30. Drüggelter Kunst-Stückchen am Möhnesee

30. Drüggelter Kunst-Stückchen am Möhnesee

Von Claudia Roelvinck

Das kleinste Kunst-Festival Westfalens hat in diesem Jahr 30. Geburtstag gefeiert. Zwischen 5.000 - 6.000 Besucher kamen zu den Kunst-Stückchen.

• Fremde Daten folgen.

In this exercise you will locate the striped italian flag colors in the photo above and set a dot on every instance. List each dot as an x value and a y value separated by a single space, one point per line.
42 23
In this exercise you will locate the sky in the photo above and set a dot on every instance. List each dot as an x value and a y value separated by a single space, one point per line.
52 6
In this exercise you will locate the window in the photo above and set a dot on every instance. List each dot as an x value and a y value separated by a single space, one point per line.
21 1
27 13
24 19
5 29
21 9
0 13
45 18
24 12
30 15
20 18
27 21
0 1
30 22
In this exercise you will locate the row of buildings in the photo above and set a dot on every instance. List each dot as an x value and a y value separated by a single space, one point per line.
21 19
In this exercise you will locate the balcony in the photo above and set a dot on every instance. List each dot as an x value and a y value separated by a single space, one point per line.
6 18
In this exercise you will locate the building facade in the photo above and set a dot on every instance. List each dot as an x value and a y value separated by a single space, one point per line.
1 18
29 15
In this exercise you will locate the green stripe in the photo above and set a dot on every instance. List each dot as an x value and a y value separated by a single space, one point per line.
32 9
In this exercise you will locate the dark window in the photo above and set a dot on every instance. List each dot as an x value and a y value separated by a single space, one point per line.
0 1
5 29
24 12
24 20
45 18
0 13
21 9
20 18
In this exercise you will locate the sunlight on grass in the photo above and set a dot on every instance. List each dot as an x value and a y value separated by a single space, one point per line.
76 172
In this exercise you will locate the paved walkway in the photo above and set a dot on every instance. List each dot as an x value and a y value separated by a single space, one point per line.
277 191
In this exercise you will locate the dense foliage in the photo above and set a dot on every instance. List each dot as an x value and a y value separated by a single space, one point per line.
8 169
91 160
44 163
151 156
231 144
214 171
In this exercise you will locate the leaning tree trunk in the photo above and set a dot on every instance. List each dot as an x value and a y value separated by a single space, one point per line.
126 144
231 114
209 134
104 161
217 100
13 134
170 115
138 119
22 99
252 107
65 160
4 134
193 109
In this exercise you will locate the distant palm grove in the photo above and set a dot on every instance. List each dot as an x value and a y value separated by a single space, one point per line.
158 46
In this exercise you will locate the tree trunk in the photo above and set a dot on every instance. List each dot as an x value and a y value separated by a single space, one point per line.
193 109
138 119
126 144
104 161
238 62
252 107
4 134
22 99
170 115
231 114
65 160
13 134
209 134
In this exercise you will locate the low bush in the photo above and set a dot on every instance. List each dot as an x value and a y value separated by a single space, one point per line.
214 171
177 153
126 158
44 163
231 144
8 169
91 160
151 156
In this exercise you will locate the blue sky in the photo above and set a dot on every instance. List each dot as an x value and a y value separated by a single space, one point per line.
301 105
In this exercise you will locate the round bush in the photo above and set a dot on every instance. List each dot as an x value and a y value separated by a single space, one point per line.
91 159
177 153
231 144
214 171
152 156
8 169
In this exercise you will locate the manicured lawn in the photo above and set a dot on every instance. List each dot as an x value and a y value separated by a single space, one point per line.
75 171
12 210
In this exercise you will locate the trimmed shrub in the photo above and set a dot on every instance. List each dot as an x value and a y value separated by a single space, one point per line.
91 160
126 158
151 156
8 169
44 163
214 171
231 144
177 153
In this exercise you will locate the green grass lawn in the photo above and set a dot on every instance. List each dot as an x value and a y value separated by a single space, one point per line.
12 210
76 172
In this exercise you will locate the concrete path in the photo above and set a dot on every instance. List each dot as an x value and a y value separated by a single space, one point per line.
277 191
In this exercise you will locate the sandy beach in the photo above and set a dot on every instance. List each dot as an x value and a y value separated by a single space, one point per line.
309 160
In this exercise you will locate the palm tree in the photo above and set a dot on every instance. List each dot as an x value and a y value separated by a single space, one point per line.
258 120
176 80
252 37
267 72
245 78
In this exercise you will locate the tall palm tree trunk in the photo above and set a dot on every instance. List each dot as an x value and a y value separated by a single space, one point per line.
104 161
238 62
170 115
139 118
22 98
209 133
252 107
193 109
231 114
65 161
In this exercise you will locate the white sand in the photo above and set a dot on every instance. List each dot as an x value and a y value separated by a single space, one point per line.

Die Drüggelter Kunststückchen haben seit 30 Jahren Gesprächswert. Hier eine Skulptur der Holzbildhauerin Kerstin Schulte aus Möhnesee-Büecke, also aus der unmittelbaren Nachbarschaft zu Drüggelte.

Skulpturen und Objekte von Kerstin und Gregor Schulte laden auf der großen Wiese zum Flanieren und Bestaunen ein.

Sie spielen und singen über Müllerstöchter, Handwerk, Liebe und den Sinn des Lebens: Die "Padberger Spielleute" mit mittelalterlichen Instrumenten und Kostümen begeistern das Publikum.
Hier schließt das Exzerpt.